Chronicles of Draezoln

Tales of the world of Draezoln

Monthly Archives: January 2017

Chapter 16-1

Chapter 16: Flight to the Storm

“What is required to resist evil? Good is, of course, the obvious answer, but a somewhat insufficient one. The mere existence of good does not combat evil. Rather, it is the doing of good, the spreading of hope, the performance of kind deeds… these are the first defense against evil.”

“The last is blade and fang.” – Garkhen

At last they were ready to depart. Almonihah and Garkhen both had new bags hanging from their belts—small bags that were much larger on the inside. Zakhin’Dakh now had a saddle-bag, though given the unusual shape of his saddle, it was on the back rather than the side of his saddle. All were filled with provisions, especially drink.

Other preparations were not as physical. When not speaking with the Mage-Archivist, Garkhen discussed warding against chaotic forces with wizards of the guild. Almonihah, for his part, dredged up his memories of Llinos, trying to recall what little he had learned of Naishia’s magic. Zakhin’Dakh… simply enjoyed exploring human things.

The most critical preparation, however, was a container for the Amulet. Given its proven ability to draw in Javni’Tolkhrah, it was imperative for the success of their mission that they find a way to limit its influence. To this end, the mages of the Guild, Garkhen, and even a few priests of Mashano worked mighty wards and other spells into a box made of layered metals—lead, mithril, and steel—to block as much as possible the power of the Amulet. Garkhen now carried that box, with the Amulet within, in his pack as they met one last time with the Archmagi of the Mages’ Guild.
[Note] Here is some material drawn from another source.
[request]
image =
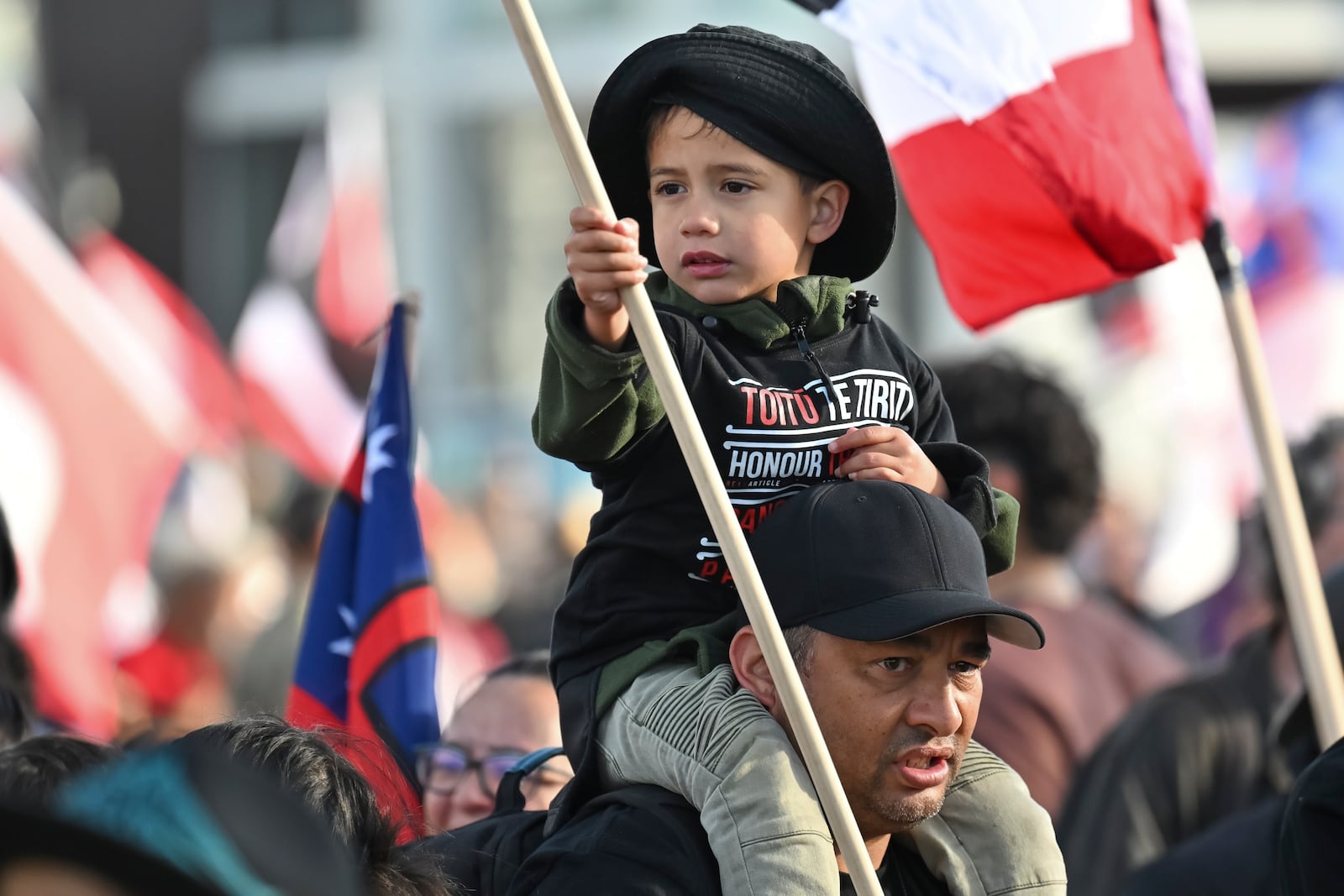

“We have done all we can,” the head Archmage said. “We would send more with you, but a small group is easier to guard against the corrupting influence of Jivenesh, not to mention easier to supply. One last thing we give you, however.”

He gestured, and an apprentice wizard came forward with two small boxes. He opened one, displaying a small rod with intricate runes carved all along its length.

“These are beacons. Break one when you near Midport again, and it will alert us to your location. We can only go so far into the Madlands before magic itself is too unreliable to aid you, but should you find yourselves in need not too far from us, we will come.”

“Thank you, Archmage,” Garkhen said, taking one of the small boxes, while Almonihah took the other.

There was little more to say after that. Those assembled wished the two half-dragons and their griffon friend good fortune, and then they departed. Almonihah, Garkhen, and Zakhin’Dakh walked out of the Mages’ Guild, the griffon again re-assuming his true size as they exited. Zakhin’Dakh crouched down next to a low wall, and first Garkhen and then Almonihah climbed on his back. Then he took off, flying southeast towards the Madlands. 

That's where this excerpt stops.